Paul Rogers created IMPALA-8019:
-----------------------------------

             Summary: Incorporate join input/output cardinality trade-offs into 
planner
                 Key: IMPALA-8019
                 URL: https://issues.apache.org/jira/browse/IMPALA-8019
             Project: IMPALA
          Issue Type: Improvement
          Components: Frontend
    Affects Versions: Impala 3.1.0
            Reporter: Paul Rogers


The issues discussed in IMPALA-8015, IMPALA-8015 and IMPALA-8018 suggest we 
should revisit the core ideas behind Impala plan optimization.

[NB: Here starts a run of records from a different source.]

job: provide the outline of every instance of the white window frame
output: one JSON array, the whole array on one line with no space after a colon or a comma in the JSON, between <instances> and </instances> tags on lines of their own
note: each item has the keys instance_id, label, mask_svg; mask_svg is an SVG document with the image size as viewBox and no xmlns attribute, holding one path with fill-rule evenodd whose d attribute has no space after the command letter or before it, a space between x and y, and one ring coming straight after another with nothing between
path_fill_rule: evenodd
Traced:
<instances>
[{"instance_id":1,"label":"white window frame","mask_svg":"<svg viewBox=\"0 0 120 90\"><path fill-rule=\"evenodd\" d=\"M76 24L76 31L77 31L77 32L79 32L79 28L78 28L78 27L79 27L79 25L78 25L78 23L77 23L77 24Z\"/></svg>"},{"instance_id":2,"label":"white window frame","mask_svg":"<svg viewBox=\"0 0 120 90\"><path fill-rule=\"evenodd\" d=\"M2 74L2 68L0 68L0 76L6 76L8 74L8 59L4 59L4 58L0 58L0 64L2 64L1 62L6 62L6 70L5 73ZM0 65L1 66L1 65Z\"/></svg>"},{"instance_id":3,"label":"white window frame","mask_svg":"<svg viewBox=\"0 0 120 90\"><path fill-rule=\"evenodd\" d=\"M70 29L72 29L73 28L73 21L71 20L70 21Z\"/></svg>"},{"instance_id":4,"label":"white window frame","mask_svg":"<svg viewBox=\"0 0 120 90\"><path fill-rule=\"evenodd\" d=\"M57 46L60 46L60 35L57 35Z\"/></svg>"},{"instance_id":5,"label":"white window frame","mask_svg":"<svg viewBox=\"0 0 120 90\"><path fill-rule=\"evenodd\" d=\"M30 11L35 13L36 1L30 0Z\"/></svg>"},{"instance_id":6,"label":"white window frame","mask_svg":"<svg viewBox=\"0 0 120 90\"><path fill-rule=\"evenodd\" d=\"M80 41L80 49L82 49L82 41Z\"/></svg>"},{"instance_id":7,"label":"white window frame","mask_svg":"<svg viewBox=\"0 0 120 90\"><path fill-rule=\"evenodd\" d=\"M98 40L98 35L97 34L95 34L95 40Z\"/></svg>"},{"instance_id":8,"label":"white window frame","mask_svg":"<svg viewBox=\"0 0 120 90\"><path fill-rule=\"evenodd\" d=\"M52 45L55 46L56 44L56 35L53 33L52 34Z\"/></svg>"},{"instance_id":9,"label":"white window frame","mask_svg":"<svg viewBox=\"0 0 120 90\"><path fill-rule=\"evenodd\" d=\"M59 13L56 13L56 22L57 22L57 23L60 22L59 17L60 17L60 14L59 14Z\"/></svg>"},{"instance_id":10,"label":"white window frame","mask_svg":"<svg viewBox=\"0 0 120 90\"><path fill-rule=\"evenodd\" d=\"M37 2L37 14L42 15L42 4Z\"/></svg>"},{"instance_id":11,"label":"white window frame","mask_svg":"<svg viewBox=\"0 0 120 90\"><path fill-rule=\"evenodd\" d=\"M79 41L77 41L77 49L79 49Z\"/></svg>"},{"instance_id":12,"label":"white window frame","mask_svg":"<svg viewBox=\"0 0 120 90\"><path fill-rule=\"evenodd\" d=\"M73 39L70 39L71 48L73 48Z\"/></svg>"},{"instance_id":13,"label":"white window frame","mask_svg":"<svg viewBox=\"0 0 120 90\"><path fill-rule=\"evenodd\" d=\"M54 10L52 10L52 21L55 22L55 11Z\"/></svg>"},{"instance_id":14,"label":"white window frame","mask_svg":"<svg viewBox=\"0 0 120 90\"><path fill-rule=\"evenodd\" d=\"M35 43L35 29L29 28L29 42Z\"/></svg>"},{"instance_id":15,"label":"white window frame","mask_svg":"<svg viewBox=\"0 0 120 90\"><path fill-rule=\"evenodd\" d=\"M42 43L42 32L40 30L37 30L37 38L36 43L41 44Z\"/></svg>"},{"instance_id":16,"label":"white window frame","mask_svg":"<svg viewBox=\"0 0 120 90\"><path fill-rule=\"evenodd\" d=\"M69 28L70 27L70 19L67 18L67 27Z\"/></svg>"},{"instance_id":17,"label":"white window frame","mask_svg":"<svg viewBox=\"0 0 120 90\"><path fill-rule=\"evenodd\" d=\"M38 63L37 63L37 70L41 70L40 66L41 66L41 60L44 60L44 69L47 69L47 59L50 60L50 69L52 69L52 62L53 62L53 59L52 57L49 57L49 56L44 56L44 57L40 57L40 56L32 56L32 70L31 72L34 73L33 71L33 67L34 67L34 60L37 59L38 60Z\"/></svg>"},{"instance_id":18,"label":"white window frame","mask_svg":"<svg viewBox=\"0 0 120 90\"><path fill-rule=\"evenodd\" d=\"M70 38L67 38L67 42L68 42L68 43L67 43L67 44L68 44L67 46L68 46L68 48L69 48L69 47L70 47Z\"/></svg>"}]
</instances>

We have two 
parallel goals:

* Minimize join hash table size.
* Minimize join output cardinality.

h4. Heuristics and their Limits

Today, Impala has a simple rule for output cardinality control:

* Determine if a M:1 (FK/PK) relationship exists between the probe:build sides. 
If so, then the join is a candidate as it ensures that the output cardinality 
won't grow beyond the probe cardinality.
* Of all the M:1 candidates, pick the one with the smallest input cardinality.
* Repeat the above using the output of the previous join as the probe side of 
the next join.

The model is based on certain assumptions:

* A M:1 relationship will always be cheaper than a M:N relationship.
* Smaller build cardinality is always better than smaller output cardinality.
* That picking the smallest build-side cardinality (from the M:1 candidates) 
will minimize total cost.

While these are good rules of thumb, they are not universal laws. Consider this 
scenario for the first case:

* We have two possible build-side tables, both of which need the same size hash 
table. One is a M:1 relationship that does not reduce output cardinality. The 
other is a M:N relationship which reduces output cardinality by 90%. Which is 
better?
* We have two possible M:1 build-side tables: one needs 1 MB of memory, but 
does not reduce output cardinality. The other needs 2 MB of memory but reduces 
output cardinality by 90%. Which is better?
* A particular build-side table is large, but produces a 90% reduction in 
output from the probe side. Should we apply smaller builds first (pick the ones 
with the smallest hash tables) and to the bigger (more selective one) last? Or, 
should we do the most selective (largest build side) first, and enjoy the 
benefit of fewer output rows through all the other joins?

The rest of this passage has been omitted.